Roku Stock Falls 17% Due to Morgan Stanley Downgrade

Shares of high growth tech stock Roku (ROKU) have fallen close to 17% at the time of this writing. The stock is trading in the red. Morgan Stanley (MS) downgraded the stock from “equal-weight” to “underweight,” according to a report from The Fly.

Morgan Stanley analyst Benjamin Swinburne increased Roku’s target price from $100 to $110. Currently, the stock is trading at $133. Swinburne is concerned about the company’s valuation. He expects the growth to slow down in 2020.

Roku shares have been on an absolute tear in 2019. The shares have returned 300% year-to-date, after accounting for the decline today. Roku is valued at $16.56 billion or 15x forward sales.

Roku’s growth estimates

Analysts expect Roku’s sales to increase 49.4% year-over-year to $1.11 billion. The company’s sales will likely rise 42.3% to $1.58 billion in 2020 and 33.6% to $2.08 billion in 2021. Although the revenue growth is decelerating, it’s still strong enough to move the stock higher.

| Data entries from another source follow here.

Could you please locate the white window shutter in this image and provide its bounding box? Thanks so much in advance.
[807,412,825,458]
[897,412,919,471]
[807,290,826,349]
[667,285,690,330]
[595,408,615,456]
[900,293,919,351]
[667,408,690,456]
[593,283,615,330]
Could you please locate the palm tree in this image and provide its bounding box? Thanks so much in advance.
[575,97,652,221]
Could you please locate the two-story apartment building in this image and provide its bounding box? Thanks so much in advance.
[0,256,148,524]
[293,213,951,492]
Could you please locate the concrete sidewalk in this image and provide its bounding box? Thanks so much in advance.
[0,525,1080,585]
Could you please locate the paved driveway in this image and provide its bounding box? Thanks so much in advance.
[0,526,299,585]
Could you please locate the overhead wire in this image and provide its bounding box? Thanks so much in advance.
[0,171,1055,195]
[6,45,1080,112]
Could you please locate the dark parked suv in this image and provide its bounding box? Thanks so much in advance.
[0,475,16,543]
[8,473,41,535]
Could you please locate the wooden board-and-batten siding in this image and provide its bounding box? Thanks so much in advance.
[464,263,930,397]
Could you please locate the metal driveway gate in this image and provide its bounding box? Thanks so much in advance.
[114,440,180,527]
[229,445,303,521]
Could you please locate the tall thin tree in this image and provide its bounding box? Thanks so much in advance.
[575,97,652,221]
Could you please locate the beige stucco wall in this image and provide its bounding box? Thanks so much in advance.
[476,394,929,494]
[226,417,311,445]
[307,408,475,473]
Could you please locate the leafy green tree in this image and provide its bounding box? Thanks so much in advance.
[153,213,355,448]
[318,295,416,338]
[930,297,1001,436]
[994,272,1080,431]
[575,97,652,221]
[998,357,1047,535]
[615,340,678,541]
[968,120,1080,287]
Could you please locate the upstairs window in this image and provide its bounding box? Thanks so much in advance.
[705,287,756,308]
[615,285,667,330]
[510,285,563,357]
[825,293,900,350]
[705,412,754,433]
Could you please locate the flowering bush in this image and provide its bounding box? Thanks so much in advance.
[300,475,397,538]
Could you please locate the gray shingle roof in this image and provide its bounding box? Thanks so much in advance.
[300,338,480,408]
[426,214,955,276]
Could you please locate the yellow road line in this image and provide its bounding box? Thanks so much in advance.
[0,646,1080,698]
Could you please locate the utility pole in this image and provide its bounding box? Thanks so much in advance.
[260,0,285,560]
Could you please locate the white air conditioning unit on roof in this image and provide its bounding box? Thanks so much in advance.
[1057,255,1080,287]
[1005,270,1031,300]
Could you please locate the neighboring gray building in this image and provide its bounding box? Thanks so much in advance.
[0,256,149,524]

Swinburne expects the company’s growth to slow down “meaningfully” in 2020, which will lead to a sell-off. Over the last few quarters, Roku has mainly beat analysts’ revenue and earnings estimates.

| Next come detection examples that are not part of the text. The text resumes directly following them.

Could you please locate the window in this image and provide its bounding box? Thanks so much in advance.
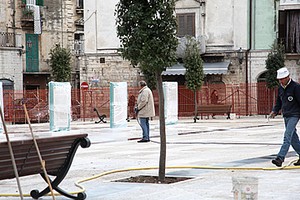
[176,13,195,37]
[279,10,300,53]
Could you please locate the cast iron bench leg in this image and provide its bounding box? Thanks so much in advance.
[30,138,91,200]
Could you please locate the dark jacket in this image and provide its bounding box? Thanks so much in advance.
[273,80,300,117]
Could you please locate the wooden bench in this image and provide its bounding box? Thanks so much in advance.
[0,133,91,199]
[194,104,232,122]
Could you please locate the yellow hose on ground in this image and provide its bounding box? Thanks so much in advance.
[0,160,300,197]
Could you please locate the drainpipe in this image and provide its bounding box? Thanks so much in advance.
[245,0,253,115]
[11,0,16,47]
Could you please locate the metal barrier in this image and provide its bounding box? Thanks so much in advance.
[4,83,277,124]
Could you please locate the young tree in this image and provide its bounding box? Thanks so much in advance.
[183,37,204,122]
[266,42,285,108]
[266,42,285,88]
[49,44,71,82]
[115,0,178,182]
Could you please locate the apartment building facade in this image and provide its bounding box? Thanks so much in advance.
[80,0,300,86]
[0,0,83,91]
[0,0,300,90]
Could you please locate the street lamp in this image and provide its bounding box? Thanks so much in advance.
[237,47,244,64]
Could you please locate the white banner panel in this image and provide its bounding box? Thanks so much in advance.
[163,82,178,125]
[110,82,128,128]
[49,81,71,131]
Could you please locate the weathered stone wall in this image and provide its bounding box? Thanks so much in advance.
[80,54,140,87]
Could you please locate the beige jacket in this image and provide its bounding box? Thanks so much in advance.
[137,86,155,118]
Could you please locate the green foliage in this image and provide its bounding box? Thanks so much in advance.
[266,42,285,88]
[49,45,71,82]
[183,37,204,91]
[142,69,156,90]
[115,0,178,73]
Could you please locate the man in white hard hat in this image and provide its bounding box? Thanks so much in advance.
[270,67,300,167]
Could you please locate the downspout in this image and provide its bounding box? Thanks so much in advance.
[11,0,16,47]
[245,0,253,115]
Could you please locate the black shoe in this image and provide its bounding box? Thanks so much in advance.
[272,157,283,167]
[294,158,300,166]
[138,139,150,143]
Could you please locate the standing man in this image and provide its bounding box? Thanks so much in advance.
[270,67,300,167]
[136,81,155,142]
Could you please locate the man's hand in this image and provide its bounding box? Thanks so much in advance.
[269,111,277,119]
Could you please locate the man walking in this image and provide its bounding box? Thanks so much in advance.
[270,67,300,167]
[136,81,155,142]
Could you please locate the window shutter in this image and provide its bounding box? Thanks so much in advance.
[177,13,195,37]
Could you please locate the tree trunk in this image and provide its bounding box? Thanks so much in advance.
[194,90,198,122]
[155,72,166,182]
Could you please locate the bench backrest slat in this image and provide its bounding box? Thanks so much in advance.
[0,134,87,180]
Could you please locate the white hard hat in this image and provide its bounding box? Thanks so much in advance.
[277,67,290,79]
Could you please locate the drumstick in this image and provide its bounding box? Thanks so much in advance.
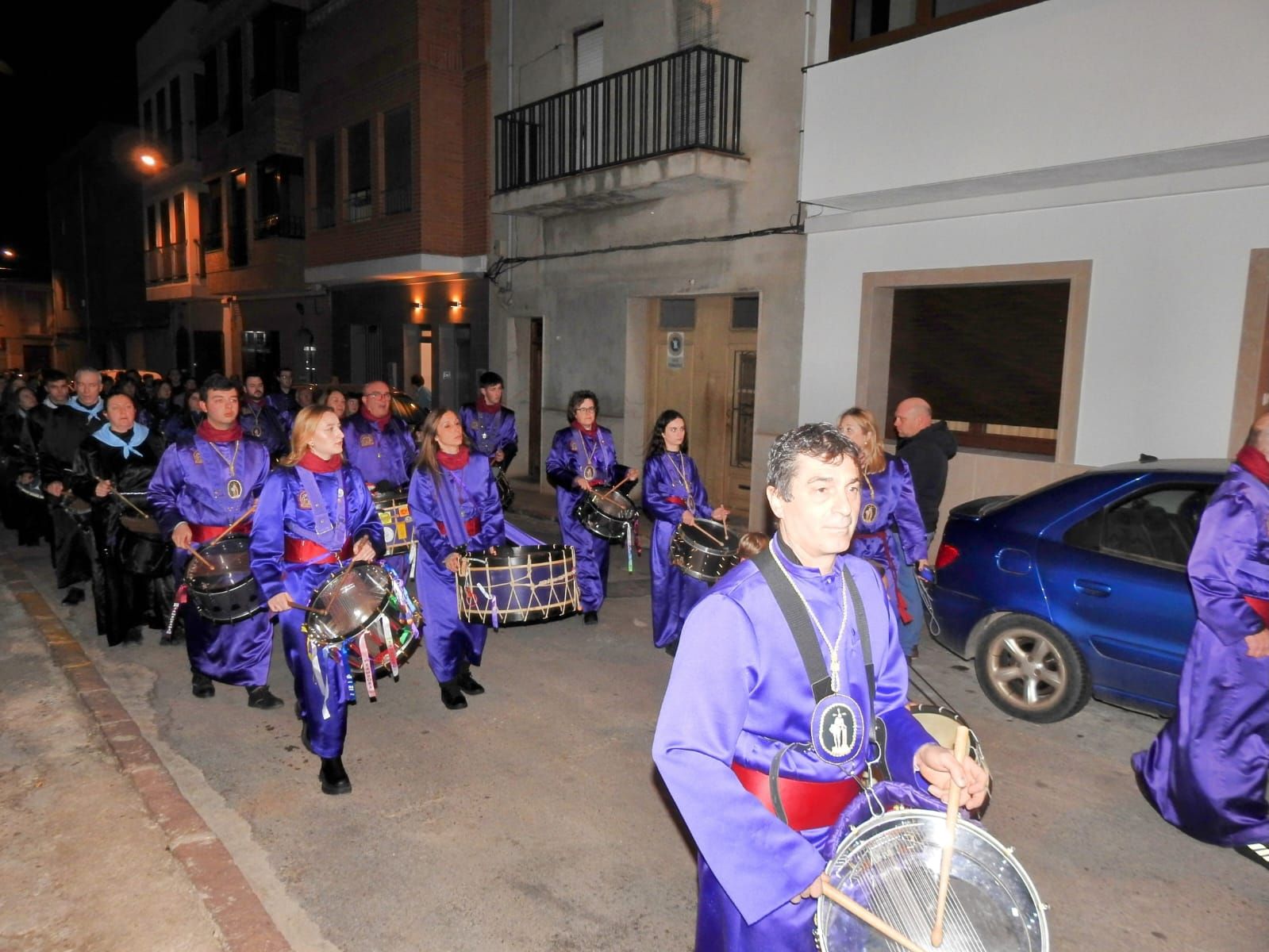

The company beat the adjusted earnings estimates in the last four quarters. In the September quarter, Roku reported earnings of -$0.22, which were 18.5% above the consensus estimates of -$0.27.

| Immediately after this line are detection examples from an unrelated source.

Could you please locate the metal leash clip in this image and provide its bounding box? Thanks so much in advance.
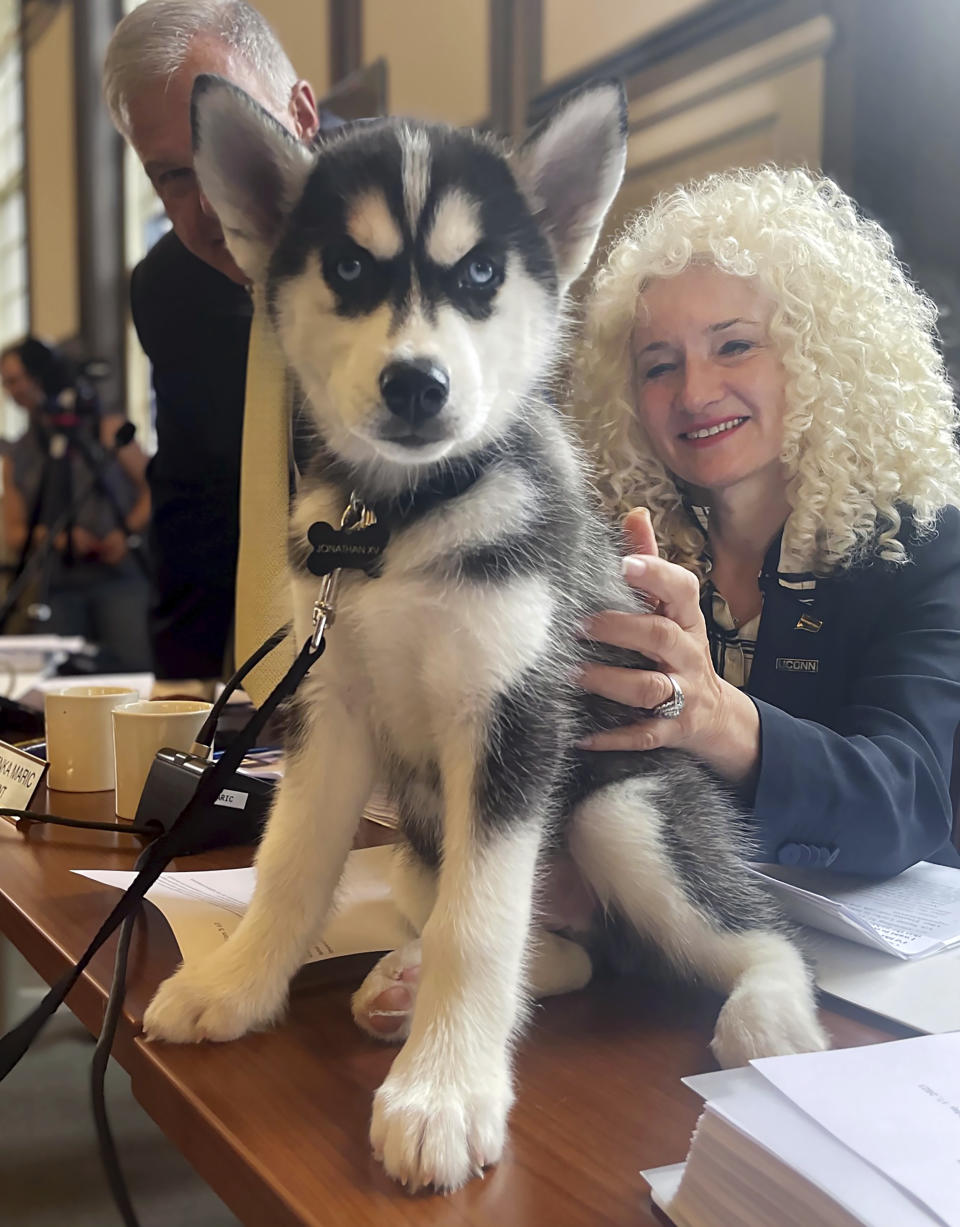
[311,492,377,652]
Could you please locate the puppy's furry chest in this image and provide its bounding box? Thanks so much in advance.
[295,478,554,763]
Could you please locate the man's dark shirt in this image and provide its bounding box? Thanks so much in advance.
[130,232,253,679]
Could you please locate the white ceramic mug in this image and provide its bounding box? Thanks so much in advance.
[43,686,139,793]
[113,698,214,821]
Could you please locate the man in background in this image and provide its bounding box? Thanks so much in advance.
[103,0,335,690]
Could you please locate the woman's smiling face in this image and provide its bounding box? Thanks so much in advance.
[632,264,786,490]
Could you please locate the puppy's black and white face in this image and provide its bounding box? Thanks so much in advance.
[194,77,625,480]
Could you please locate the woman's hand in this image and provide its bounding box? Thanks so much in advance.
[581,509,760,783]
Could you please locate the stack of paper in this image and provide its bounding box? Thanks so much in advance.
[755,861,960,958]
[74,847,412,962]
[643,1034,960,1227]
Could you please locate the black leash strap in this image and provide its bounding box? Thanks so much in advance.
[0,639,324,1082]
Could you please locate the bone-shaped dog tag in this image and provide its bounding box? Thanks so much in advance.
[307,520,390,575]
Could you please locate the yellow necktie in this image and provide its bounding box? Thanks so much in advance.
[234,292,293,707]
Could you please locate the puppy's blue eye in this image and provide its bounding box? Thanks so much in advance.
[460,256,497,287]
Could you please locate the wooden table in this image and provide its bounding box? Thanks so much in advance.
[0,793,904,1227]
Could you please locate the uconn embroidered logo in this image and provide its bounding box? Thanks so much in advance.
[777,656,820,674]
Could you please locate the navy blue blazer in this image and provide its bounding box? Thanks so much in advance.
[746,507,960,876]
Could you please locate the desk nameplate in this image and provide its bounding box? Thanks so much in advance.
[0,741,50,821]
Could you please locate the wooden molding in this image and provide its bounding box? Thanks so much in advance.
[530,0,782,121]
[330,0,363,90]
[484,0,543,137]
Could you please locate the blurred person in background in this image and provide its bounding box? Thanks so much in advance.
[103,0,336,693]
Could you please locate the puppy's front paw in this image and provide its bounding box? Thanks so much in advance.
[144,952,286,1044]
[710,984,830,1069]
[370,1049,513,1193]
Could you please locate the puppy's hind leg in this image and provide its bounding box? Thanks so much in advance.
[144,679,373,1043]
[350,845,437,1043]
[571,763,829,1066]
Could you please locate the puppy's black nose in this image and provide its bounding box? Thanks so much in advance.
[381,358,451,426]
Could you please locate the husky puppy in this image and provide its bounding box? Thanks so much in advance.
[144,77,825,1189]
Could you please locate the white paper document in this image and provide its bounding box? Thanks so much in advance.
[642,1034,960,1227]
[754,861,960,958]
[751,1032,960,1227]
[74,847,412,962]
[803,930,960,1034]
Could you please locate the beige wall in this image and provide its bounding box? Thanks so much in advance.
[259,0,330,97]
[363,0,490,124]
[26,5,80,341]
[543,0,708,85]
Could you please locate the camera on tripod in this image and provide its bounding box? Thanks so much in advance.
[0,337,149,629]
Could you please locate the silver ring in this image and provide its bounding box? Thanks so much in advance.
[649,674,685,720]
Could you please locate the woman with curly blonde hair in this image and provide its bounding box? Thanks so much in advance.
[575,168,960,874]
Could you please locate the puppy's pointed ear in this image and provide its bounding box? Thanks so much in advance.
[514,81,627,292]
[190,74,314,281]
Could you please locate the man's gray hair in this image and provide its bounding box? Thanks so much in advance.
[103,0,297,136]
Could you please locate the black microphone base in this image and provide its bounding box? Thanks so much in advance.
[134,750,275,855]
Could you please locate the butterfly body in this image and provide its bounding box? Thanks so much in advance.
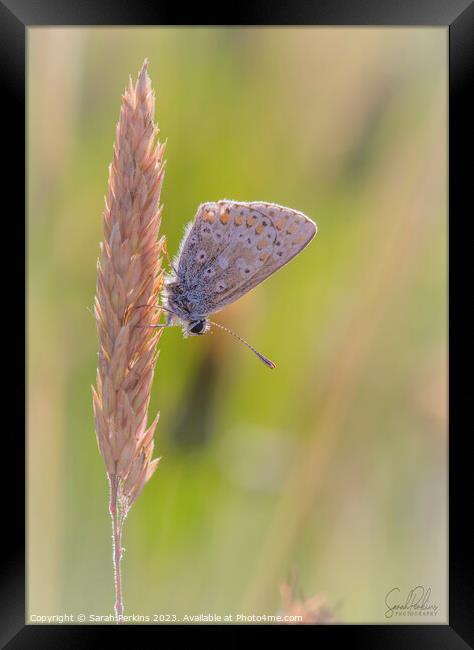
[163,200,317,360]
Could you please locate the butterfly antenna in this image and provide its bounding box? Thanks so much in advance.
[209,320,276,370]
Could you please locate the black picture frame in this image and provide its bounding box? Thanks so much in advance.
[5,0,474,650]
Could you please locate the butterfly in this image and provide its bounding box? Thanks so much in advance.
[162,199,317,368]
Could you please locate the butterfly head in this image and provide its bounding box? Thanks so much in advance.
[184,318,210,336]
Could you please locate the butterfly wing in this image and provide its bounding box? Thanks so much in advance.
[172,200,317,315]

Roku’s earnings were -$0.08 in the June quarter—63.6% above the estimates of -$0.22. In the March quarter, the company’s earnings of -$0.09 were 64% above the consensus estimates. In the fourth quarter of 2018, Roku reported earnings of $0.05, which were 66.7% above the estimates.

What’s next for Roku and investors?

Although Roku has reported strong growth metrics historically, it’s struggling with profitability. The company ended 2018 with adjusted earnings of -$0.08. Despite revenue growth of almost 50% in 2019, the company’s earnings will likely fall to -$0.52 this year. In the fourth quarter, analysts expect the adjusted EPS to decline to -$0.14 from $0.05 in the same quarter the previous year.

While Roku’s sales are estimated to grow 42.3% in 2020, the earnings will likely rise just 11.5% next year. The company will likely post an operating profit by the end of 2021. According to analysts’ estimates, the company will report an operating profit of $3.38 million, which indicates an operating margin of 0.16%.

Will Roku be able to beat the consensus estimates again during the holiday quarter? The holiday season is critical for most companies. Several companies bank on the December quarter to drive sales and rake in record sales. In the fourth quarter, analysts expect the company’s sales to rise 42% to $391.46 million.

The stock could touch record highs if Roku beats the consensus estimates and provides strong guidance.

Why is Roku a long-term play?

The cord-cutting phenomenon and global shift to streaming drive Roku. According to one eMarketer report, approximately 56 million households in the US will cancel satellite TV or cable TV subscriptions by 2023.

The company’s shareholder report said, “Approximately 1.7 million consumers cut the cord in Q3 alone. Our own research indicates that roughly 50% of U.S. cord cutters are Roku customers, and cord cutters who choose Roku products are highly satisfied with the decision and extremely unlikely to consider returning to a traditional pay TV subscription.”

The shift to online streaming will likely increase in emerging markets in India and Southeast Asia. Currently, Roku generates most of its sales from the US. The company could grow its revenues due to international expansion.

The company’s two primary businesses are its player and platform segments. While the player segment generates revenues from device sales, the platform segment generates sales from ads, subscriptions, and licensing.

Although Roku competes with Apple TV, Amazon Fire Stick, and Google Chrome in the player segment, the rapid growth of streaming players including Apple TV+, Disney+, and others will hold the company in good stead.

Roku also acquired Dataxu for $150 million. The acquisition will help the company plan and purchase video ad campaigns. Also, the acquisition will help the company gain traction in the programmatic ad space, which is valued at $60 billion in 2019.

Analysts’ target price estimate 

Due to Roku’s high valuation metrics, the stock will fall significantly if it doesn’t meet the consensus estimates. Fears about an upcoming recession might drive the stock to multiyear lows. We saw that the stock lost more than 35% in September due to the sell-off impacting high growth tech stocks.

Analysts are bullish on Roku stock. Among the 18 analysts tracking the stock, 12 recommend a “buy,” four recommend a “hold,” and two recommend a “sell.” Analysts have an average target price of $141 for the stock.